Ma da quando si è insediato dopo la caduta di un governo oppressivo, Abiy ha avviato un’azione di democratizzazione progressiva che tre tentativi di attentato e uno sventato golpe hanno provato a fermare. Senza riuscirci.
Ad annunciare il tentativo di colpo di stato in diretta tv fu proprio il primo ministro, scampato pochi mesi prima all’esplosione di una granata.
Voce ferma, sguardo risoluto, il premier aveva raccontato l’accaduto attraverso la tv di Stato rassicurando la nazione e affermando che la maggior parte dei golpisti era stata catturata e che la situazione era sotto controllo.
Con oltre 102 milioni di abitanti, il 70% sotto i 25 anni, l’Etiopia guarda al futuro con prospettive inimmaginabili fino a tre anni fa.

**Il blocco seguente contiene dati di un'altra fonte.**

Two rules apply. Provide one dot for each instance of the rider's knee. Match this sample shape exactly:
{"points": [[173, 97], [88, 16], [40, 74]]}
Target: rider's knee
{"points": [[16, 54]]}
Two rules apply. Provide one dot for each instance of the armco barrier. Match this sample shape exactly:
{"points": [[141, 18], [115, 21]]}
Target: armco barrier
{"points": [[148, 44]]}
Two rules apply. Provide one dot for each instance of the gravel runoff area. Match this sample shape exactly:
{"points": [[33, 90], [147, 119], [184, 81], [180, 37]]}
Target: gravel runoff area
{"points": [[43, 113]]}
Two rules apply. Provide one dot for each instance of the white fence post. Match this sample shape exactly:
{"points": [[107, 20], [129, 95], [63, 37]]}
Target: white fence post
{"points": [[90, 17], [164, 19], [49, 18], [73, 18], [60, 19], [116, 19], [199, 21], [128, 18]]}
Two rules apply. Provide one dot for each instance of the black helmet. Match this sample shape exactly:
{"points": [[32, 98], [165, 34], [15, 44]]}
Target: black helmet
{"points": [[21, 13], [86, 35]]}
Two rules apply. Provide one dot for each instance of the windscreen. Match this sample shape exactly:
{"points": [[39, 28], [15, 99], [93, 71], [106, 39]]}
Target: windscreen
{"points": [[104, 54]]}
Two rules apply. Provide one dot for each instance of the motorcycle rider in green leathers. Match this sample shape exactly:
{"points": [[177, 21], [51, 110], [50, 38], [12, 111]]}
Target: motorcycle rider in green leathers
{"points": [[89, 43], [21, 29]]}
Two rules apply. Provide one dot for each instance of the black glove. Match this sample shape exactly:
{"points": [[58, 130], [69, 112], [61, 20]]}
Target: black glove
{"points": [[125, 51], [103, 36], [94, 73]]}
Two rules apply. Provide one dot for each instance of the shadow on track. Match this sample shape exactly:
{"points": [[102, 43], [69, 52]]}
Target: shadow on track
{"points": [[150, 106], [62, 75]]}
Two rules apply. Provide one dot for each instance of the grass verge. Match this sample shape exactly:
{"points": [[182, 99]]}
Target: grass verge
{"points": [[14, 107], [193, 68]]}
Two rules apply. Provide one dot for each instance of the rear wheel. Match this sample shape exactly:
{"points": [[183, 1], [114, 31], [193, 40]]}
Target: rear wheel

Una serie di riforme e provvedimenti scomodi, poco graditi al vecchio establishment etiope, hanno mostrato la risolutezza di Ably Ahmed che si proietta come leader coraggioso e innovativo del continente africano di oggi. In pochi mesi, oltre a raggiungere l’accordo di pace storico con l’Eritrea, ha posto fine allo stato di emergenza, decretando la scarcerazione di migliaia di detenuti politici, e garantito libertà di informazione.
Questo premio, come ha dichiarato lui stesso commentando l’assegnazione del Nobel, è per tutta l’Africa che crede in un futuro democratico e di pace.